Companies can also get their data ready today for a quantum future. Quantum algorithms require data to be structured differently than classical AI models, so cleaning and re-architecting enterprise data now is a prerequisite for future speed. In addition, technical teams can integrate QC considerations into their broader AI and cloud road maps.
Whichever pilots their companies deploy, CEOs should measure not just ROI but also the IP created, the talent developed, and the ecosystem relationships built. This approach can deliver maximum learning and secure long-term value.
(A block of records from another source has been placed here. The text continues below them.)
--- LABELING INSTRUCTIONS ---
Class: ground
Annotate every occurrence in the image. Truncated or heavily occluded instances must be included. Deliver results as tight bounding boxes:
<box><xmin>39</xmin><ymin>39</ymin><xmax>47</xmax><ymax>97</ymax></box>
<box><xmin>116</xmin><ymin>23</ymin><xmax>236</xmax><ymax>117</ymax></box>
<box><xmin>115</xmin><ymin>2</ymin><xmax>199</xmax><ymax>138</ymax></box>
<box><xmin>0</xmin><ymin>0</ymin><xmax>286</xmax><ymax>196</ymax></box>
Quantum computing is moving from scientific theory to strategic reality. Many technical hurdles remain, but the combination of advancing hardware, faster progress on software algorithms, and accelerating investment shows that QC will soon become mainstream. Clearly, most business leaders can no longer treat QC as a distant curiosity.
Leaders who act now to understand where quantum intersects with their core challenges, secure options on talent and technology, and run targeted pilots will have a crucial head start. They will be able to defend against the upcoming security transition and seize QC’s opportunities offensively. Over the next decade, their companies could be poised to capture a large share of economic value that QC may deliver.